Dozens of puppies, only moments ago the lovable toys of their owner’s children, were found simply thrown out like garbage, dogs beaten to within an inch of their lives for the inconvenience of trying to seek refuge in an air-raid shelter alongside their former masters. Farmers are reporting that stressed out cows are producing less milk, and eggshells are so thin that they fall apart at the slightest touch.
These are only a few examples of the traumas suffered by those that author and animal welfare campaigner, Jilly Cooper, call the forgotten victims of war. These casualties, never recorded, litter our history from its beginnings through to modern times. Whereas primarily farm animals bore the brunt of man’s folly in the past, the increasing urbanisation of war, such as witnessed in the former Yugoslavia not so long ago, now wreaks death and hardship on our pets, almost as an afterthought.
The way some of us casually shed our once assumed responsibilities toward our household animals and mete out cruelty beyond comprehension, unfortunately does not restrict itself to theatres of war.

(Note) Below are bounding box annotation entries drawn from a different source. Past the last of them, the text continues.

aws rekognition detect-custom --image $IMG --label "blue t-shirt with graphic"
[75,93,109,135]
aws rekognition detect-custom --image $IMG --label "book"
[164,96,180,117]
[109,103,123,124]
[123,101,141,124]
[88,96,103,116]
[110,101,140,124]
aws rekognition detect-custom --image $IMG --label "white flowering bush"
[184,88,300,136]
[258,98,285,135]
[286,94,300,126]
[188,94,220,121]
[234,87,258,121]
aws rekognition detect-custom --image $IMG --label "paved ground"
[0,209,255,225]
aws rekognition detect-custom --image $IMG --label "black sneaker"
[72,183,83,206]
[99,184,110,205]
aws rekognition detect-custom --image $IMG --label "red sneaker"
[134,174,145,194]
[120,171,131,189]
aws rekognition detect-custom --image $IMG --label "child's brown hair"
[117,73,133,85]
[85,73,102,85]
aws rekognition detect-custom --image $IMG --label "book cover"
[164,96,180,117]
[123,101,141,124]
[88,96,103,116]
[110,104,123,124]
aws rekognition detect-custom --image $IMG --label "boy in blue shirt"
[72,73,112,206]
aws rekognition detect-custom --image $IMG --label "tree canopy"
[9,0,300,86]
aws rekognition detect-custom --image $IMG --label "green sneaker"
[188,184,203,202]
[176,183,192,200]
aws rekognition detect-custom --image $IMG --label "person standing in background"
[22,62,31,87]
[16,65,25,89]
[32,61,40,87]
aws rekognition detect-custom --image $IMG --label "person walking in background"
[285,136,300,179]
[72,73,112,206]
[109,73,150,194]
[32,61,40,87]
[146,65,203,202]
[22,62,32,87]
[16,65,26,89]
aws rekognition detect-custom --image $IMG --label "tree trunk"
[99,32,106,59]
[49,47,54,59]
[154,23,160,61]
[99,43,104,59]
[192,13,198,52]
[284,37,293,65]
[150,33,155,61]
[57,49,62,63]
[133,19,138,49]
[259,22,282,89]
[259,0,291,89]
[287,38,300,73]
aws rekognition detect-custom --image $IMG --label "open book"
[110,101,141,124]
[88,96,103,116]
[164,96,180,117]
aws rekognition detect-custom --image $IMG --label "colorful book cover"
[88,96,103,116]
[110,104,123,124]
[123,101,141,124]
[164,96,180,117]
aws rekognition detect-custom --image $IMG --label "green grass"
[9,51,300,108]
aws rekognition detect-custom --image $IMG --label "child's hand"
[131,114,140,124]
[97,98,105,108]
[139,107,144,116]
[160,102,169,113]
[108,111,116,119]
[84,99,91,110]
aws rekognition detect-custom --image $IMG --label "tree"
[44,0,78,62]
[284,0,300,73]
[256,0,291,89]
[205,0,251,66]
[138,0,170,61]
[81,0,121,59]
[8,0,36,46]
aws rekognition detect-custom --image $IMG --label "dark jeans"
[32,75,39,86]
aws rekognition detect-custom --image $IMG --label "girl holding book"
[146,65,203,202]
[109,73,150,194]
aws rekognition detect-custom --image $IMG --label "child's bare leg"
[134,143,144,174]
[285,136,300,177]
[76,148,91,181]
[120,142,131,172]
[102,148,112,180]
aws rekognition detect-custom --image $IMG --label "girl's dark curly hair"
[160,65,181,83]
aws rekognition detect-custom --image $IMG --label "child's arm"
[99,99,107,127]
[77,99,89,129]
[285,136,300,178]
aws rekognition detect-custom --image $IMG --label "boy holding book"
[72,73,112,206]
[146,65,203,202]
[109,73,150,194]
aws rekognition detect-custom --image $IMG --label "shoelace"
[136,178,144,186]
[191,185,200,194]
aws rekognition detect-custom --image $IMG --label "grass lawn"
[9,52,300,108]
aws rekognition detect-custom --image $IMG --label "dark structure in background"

Especially during this time of the year and in southern European countries, the betrayal of trust placed in us by our dependents is repulsive. This is not to say that our supposedly equally ‘civilised’ northern European neighbours have much to shout about in this department either – some of the reports frequently aired on television, depicting acts of gross depravation enacted upon man’s helpless ‘best friends’, defy description.
Here in Portugal, it has long been common practice for holidaymakers to rid themselves of unwanted, bothersome or merely inconvenient pets, dogs in particular, by throwing them out of a speeding car or just tying them to a tree in some remote part of the countryside before taking off. What is the poor abandoned animal to think? What does it feel when its unconditional love is treated in this way? A whole carefully built up existence is destroyed in one callous action. Fortunately, animals, like humans, have almost limitless powers of recuperation.
I would urge you to spare a thought for these, our fellow creatures, childlike in their emotional make-up. And, if you decide to share your life with one of them, don’t run to the next shop or breeder, as if purchasing a fashion accessory: visit one of the many temporary and permanent kennels near you and give an already desperately disappointed dog or cat a new life. They will be forever grateful.